1996: Zawahiri, leader of the Egyptian Islamic Jihad (which later merged into al Qaeda), is detained and released by the state security service in Russia. There is unconfirmed speculation that Zawahiri was seeking nuclear weapons or material there.
May 21, 1996: Abu Ubeida al-Banshiri, a founder of al Qaeda, dies in a ferry accident on Lake Victoria. According to testimony from senior al Qaeda officials, he was seeking nuclear material in southern Africa.
May 1996: Al Qaeda's leadership relocates to Afghanistan.
Early 1998: Zawahiri's Egyptian Islamic Jihad (EIJ) merges with al Qaeda. Zawahiri and EIJ bring technological know-how about chemical, biological, radiological, and nuclear weapons to the more ideological al Qaeda. Zawahiri takes control of nuclear and biological weapons development for the whole organization.

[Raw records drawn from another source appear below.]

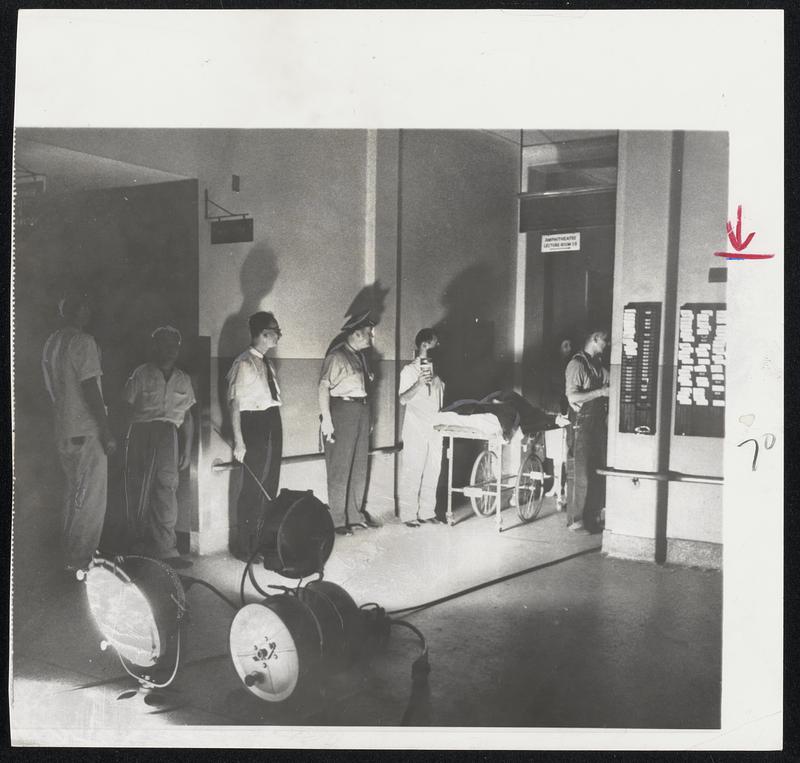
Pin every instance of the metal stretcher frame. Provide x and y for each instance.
(494, 444)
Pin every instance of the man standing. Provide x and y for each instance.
(587, 392)
(254, 401)
(345, 416)
(159, 398)
(421, 393)
(72, 371)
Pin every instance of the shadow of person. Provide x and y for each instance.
(257, 279)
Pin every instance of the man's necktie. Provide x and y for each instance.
(273, 390)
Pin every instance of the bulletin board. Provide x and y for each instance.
(700, 384)
(641, 339)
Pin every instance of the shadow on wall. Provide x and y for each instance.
(256, 279)
(467, 360)
(371, 299)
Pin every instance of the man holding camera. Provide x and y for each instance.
(421, 393)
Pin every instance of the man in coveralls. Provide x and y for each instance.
(421, 393)
(159, 398)
(587, 392)
(71, 367)
(345, 417)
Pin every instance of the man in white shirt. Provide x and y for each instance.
(254, 401)
(345, 424)
(159, 397)
(72, 371)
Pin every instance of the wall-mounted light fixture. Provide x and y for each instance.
(229, 228)
(28, 183)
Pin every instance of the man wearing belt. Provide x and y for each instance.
(344, 406)
(587, 392)
(159, 398)
(71, 367)
(254, 400)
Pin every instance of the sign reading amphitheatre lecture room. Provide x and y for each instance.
(561, 242)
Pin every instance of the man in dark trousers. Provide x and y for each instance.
(586, 382)
(159, 398)
(345, 415)
(254, 400)
(71, 366)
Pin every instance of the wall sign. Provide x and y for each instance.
(700, 385)
(561, 242)
(641, 339)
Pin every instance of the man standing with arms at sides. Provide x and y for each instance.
(254, 401)
(72, 371)
(159, 398)
(345, 416)
(587, 392)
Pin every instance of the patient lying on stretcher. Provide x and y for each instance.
(503, 418)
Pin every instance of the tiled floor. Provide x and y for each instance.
(585, 642)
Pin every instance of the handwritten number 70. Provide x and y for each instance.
(769, 442)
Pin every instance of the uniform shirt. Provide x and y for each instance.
(426, 401)
(584, 374)
(71, 356)
(343, 372)
(248, 382)
(155, 398)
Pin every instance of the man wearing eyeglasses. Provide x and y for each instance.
(254, 401)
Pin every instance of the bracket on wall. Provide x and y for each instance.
(229, 228)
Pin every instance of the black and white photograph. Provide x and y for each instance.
(370, 394)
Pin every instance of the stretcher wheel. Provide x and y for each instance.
(530, 488)
(485, 474)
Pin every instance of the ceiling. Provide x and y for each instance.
(66, 170)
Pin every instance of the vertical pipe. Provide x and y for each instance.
(668, 357)
(397, 315)
(370, 207)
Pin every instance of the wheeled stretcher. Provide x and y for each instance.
(503, 465)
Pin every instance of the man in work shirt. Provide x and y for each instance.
(587, 392)
(71, 367)
(345, 416)
(254, 401)
(159, 398)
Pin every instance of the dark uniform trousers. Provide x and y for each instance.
(346, 460)
(151, 484)
(587, 497)
(262, 432)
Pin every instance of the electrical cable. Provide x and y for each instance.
(245, 573)
(426, 605)
(420, 668)
(191, 581)
(252, 474)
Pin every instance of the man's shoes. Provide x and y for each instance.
(178, 562)
(371, 521)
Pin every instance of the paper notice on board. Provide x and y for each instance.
(561, 242)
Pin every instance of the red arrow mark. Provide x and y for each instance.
(737, 243)
(736, 238)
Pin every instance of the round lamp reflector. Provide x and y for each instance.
(264, 653)
(123, 615)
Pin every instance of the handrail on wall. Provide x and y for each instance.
(668, 476)
(219, 466)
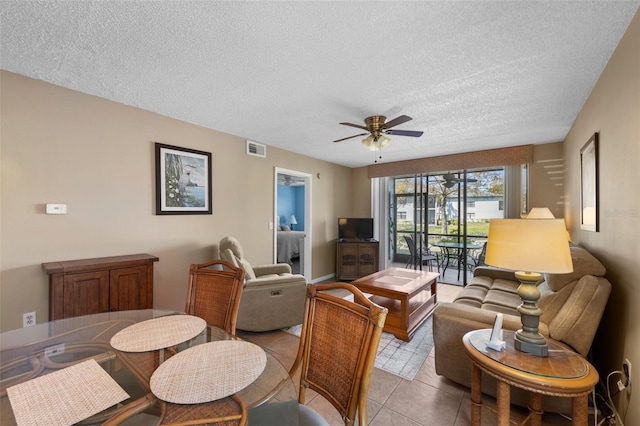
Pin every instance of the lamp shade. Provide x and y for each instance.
(540, 213)
(529, 245)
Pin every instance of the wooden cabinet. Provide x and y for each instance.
(355, 259)
(91, 286)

Before this time, high-ranking al Qaeda members had held internal discussions about the wisdom and efficacy of pursuing chemical, biological, radiological, and nuclear interests. 1998 marked the year when systematic and programmatic efforts began.

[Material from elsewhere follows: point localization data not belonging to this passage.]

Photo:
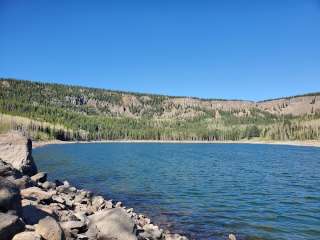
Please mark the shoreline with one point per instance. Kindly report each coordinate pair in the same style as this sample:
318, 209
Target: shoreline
305, 143
33, 207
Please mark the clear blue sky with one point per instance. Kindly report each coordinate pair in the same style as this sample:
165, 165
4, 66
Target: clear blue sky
213, 49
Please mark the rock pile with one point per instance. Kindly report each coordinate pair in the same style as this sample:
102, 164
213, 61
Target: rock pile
32, 208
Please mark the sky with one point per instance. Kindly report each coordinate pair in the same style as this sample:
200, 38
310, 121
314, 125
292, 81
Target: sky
241, 49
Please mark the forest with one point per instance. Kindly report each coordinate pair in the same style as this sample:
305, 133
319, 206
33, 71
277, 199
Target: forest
54, 111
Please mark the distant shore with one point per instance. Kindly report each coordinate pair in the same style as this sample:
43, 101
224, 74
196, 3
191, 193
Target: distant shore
305, 143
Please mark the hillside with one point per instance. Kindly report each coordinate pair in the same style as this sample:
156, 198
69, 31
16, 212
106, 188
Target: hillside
48, 111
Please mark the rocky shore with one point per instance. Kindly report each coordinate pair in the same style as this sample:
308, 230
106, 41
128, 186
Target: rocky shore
33, 208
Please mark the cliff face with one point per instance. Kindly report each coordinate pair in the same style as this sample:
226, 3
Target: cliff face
56, 111
16, 150
126, 104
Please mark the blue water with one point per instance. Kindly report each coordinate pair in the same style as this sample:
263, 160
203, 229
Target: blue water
205, 191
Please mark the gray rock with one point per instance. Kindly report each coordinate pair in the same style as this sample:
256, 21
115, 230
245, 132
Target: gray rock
23, 182
32, 214
40, 177
10, 225
170, 236
232, 237
17, 150
26, 236
111, 224
7, 170
151, 232
36, 193
70, 225
48, 185
97, 203
10, 198
49, 229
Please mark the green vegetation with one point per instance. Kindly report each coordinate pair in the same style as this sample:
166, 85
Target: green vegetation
55, 111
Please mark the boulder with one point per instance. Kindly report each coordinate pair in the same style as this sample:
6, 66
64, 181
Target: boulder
151, 232
7, 170
49, 229
48, 185
232, 237
97, 203
70, 225
23, 182
40, 177
170, 236
16, 150
32, 214
111, 224
10, 225
26, 236
10, 198
36, 193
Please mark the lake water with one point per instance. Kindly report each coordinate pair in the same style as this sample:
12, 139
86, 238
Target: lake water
205, 191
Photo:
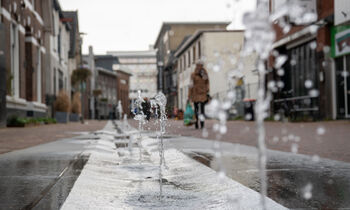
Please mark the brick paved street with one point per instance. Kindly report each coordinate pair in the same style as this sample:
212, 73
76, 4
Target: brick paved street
333, 144
20, 138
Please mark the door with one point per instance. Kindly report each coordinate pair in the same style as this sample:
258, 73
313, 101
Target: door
343, 86
346, 75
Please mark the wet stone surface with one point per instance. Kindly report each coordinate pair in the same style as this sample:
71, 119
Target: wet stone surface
330, 185
33, 178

Feb. 23, 1998: Bin Laden issues a fatwa against the United States, saying, "The ruling to kill the Americans and their allies -- civilians and military -- is an individual duty for every Muslim who can do it in any country in which it is possible to do it."

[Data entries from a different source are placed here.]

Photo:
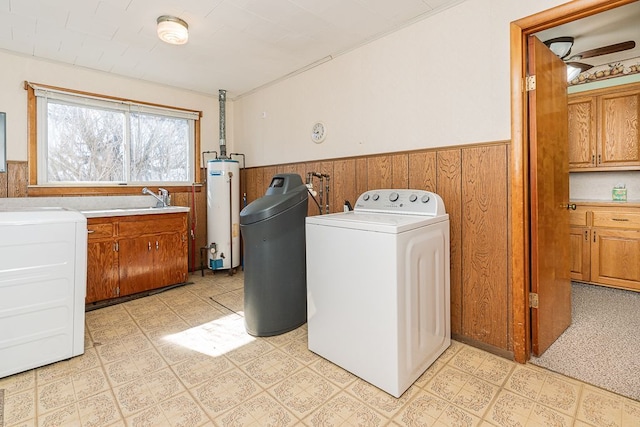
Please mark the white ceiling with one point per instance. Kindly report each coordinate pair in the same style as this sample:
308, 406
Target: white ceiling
237, 45
240, 45
614, 26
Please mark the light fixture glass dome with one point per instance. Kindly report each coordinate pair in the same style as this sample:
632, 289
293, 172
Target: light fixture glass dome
172, 30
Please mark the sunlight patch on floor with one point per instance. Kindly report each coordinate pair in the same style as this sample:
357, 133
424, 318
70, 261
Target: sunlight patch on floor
214, 338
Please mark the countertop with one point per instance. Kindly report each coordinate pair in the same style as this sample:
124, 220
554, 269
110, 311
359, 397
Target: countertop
607, 203
108, 212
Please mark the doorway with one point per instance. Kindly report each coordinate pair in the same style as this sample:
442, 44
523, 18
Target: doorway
520, 159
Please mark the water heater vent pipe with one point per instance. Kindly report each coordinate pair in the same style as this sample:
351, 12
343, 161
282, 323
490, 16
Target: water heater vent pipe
222, 97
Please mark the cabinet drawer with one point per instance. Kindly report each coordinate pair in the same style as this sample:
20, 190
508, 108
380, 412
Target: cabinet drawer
99, 231
578, 217
153, 224
630, 220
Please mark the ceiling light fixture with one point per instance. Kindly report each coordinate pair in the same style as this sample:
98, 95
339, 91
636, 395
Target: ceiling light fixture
172, 30
561, 46
572, 72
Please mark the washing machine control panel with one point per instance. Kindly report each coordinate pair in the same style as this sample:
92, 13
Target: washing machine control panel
400, 201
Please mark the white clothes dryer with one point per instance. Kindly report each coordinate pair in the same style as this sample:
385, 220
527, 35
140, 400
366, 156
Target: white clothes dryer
378, 297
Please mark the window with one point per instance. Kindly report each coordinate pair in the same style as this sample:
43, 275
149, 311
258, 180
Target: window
91, 141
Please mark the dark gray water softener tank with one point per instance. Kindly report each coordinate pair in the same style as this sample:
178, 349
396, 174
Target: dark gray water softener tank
275, 282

Aug. 7, 1998: Al Qaeda initiates simultaneous suicide truck-bomb attacks at the U.S. embassies in Dar-es-Salaam, Tanzania, and Nairobi, Kenya. At least 230 civilians, mostly locals, die. The FBI places bin Laden on its "10 most wanted" list and starts monitoring al Qaeda closely.
Aug. 20, 1998: The United States destroys the Al-Shifa pharmaceutical factory in Khartoum, Sudan, based on suspicions that the plant might be producing the nerve agent VX for the Sudanese government and al Qaeda.
Dec. 24, 1998: Osama bin Laden states in an interview with Time's Rahimullah Yusufzai: "Acquiring [WMD] for the defense of Muslims is a religious duty."
1999-2001: Al Qaeda training camps in Afghanistan conduct basic training courses in chemical, biological, and radiological weapons for hundreds of extremists. Abu Khabab al-Masri, a chemist and top bomb-maker, and Abu Musab al-Suri (better known as Setmariam), a Spanish citizen born in Syria, conduct the training courses at the Durante and Tarnak farms.
Setmariam is captured in a raid in Pakistan on Nov. 3, 2005. The outspoken proponent of using chemical, biological, radiological, and nuclear weapons in attacks against the United States tells authorities that al Qaeda had made a mistake by not utilizing WMD on Sept. 11, 2001.
Early 1999: Zawahiri recruits a midlevel Pakistani government biologist with extremist sympathies, Rauf Ahmed, to develop a biological weapons program. He is provided with a laboratory in Kandahar, Afghanistan.
Early 1999: The head of Jemaah Islamiyah (JI), an al Qaeda-associated militant Islamist group based in southwest Asia, introduces an ex-Malaysian Army captain and California Polytechnic State University (better known as CalPoly) graduate, Yazid Sufaat, to Zawahiri.